After migrating a Tanzu Kubernetes Cluster (TKC) to a Cluster API (CAPI) object (label kubernetes.vmware.com/retire-tkc), attempting to synchronize the cluster declaration via ArgoCD results in the following sequence of issues:

1. Continuous OutOfSync status due to topology variables.

2. Synchronization errors during deployment: InfrastructureReady: failed to create or update VirtualMachine: admission webhook "default.mutating.virtualmachine.v1alpha2.vmoperator.vmware.com" denied the request: no VM image exists for "<no value>" in namespace or cluster scope

3. Tanzu systematically recreating worker nodes.

VMware Kubernetes Service
VMware vSphere with Tanzu
ArgoCD

his behavior is driven by three distinct factors during the cluster synchronization cycle:

1. Topology Variables OutOfSync: Tanzu's mutating webhooks dynamically inject runtime variables (e.g., clusterEncryptionConfigYaml, user, and TKR_DATA) into the Cluster specification. ArgoCD detects these injected fields as configuration drift because they are not present in the declarative source manifests, resulting in a continuous OutOfSync state.

2. VM Image Admission Webhook Error: The no VM image exists for "<no value>" error occurs when the vmoperator admission webhook cannot locate the required VirtualMachineImage (associated with the specified Tanzu Kubernetes release) within the namespace or cluster scope during the infrastructure provisioning phase.

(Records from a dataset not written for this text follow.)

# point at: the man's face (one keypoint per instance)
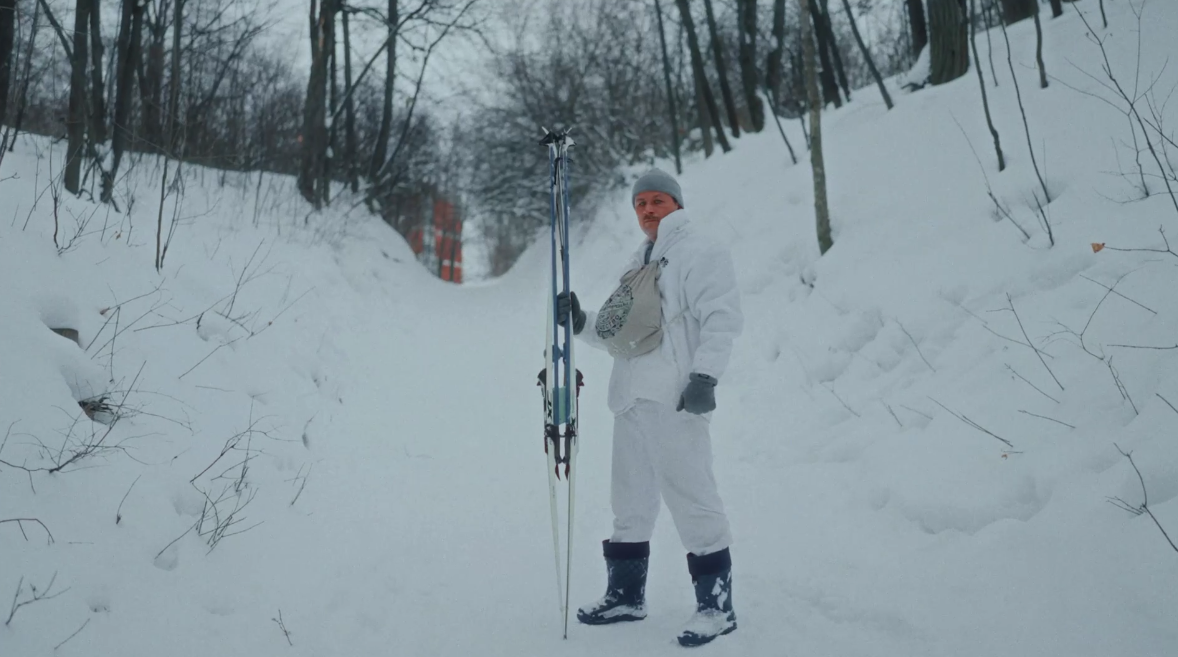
(652, 207)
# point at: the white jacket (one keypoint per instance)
(701, 318)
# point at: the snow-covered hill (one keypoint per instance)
(395, 462)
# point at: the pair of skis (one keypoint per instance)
(560, 380)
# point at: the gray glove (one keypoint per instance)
(568, 304)
(700, 395)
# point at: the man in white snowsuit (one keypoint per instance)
(662, 402)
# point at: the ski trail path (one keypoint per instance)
(434, 486)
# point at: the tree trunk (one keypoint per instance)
(1014, 11)
(349, 111)
(177, 80)
(717, 53)
(867, 54)
(821, 210)
(773, 77)
(670, 91)
(7, 41)
(97, 88)
(128, 46)
(985, 100)
(329, 54)
(382, 137)
(77, 117)
(26, 78)
(835, 54)
(950, 41)
(829, 86)
(151, 83)
(701, 77)
(919, 28)
(748, 72)
(1038, 51)
(315, 108)
(705, 118)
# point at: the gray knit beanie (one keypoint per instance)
(657, 180)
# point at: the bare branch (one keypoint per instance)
(1046, 418)
(1144, 509)
(1031, 384)
(1027, 338)
(973, 424)
(20, 524)
(915, 345)
(78, 631)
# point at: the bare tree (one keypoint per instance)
(832, 45)
(1026, 125)
(717, 54)
(128, 45)
(97, 87)
(385, 132)
(981, 81)
(7, 20)
(821, 208)
(77, 118)
(918, 26)
(177, 79)
(350, 108)
(829, 84)
(748, 72)
(867, 54)
(312, 168)
(670, 92)
(1038, 51)
(701, 77)
(1014, 11)
(773, 73)
(950, 45)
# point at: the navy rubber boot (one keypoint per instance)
(626, 594)
(714, 616)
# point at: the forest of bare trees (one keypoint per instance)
(202, 83)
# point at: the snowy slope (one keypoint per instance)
(868, 519)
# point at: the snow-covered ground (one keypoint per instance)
(388, 423)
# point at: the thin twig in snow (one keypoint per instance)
(20, 524)
(1037, 352)
(1046, 418)
(845, 405)
(1118, 293)
(118, 513)
(973, 424)
(1167, 402)
(78, 631)
(1120, 386)
(1144, 509)
(1031, 384)
(282, 625)
(915, 345)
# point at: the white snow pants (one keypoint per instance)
(661, 452)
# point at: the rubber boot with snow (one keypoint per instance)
(626, 594)
(714, 616)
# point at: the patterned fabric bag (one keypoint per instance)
(630, 322)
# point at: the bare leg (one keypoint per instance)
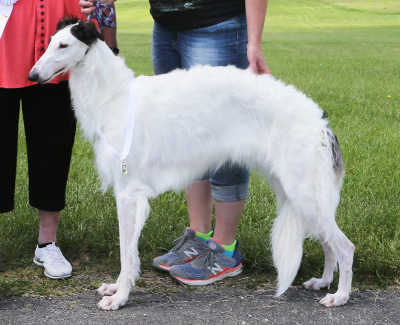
(227, 220)
(48, 226)
(200, 204)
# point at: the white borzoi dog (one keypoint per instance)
(188, 122)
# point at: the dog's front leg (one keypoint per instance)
(132, 214)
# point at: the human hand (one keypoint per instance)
(87, 6)
(256, 58)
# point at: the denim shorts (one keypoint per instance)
(218, 45)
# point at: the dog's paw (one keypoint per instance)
(107, 289)
(111, 302)
(334, 300)
(316, 284)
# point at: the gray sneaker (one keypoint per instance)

3. Worker Node Recreation: Cluster API (CAPI) objects utilizing ClusterClass topologies rely heavily on Server-Side Apply (SSA) to prevent patching conflicts. By default, ArgoCD utilizes Client-Side Apply. This causes ArgoCD to overwrite fields actively managed by CAPI controllers, which the controllers then attempt to correct, triggering continuous updates and the systematic recreation of worker nodes.

1. Ignore dynamic topology variables in ArgoCD Update the ArgoCD Application manifest to ignore differences for the webhook-injected variables (clusterEncryptionConfigYaml, user, and TKR_DATA).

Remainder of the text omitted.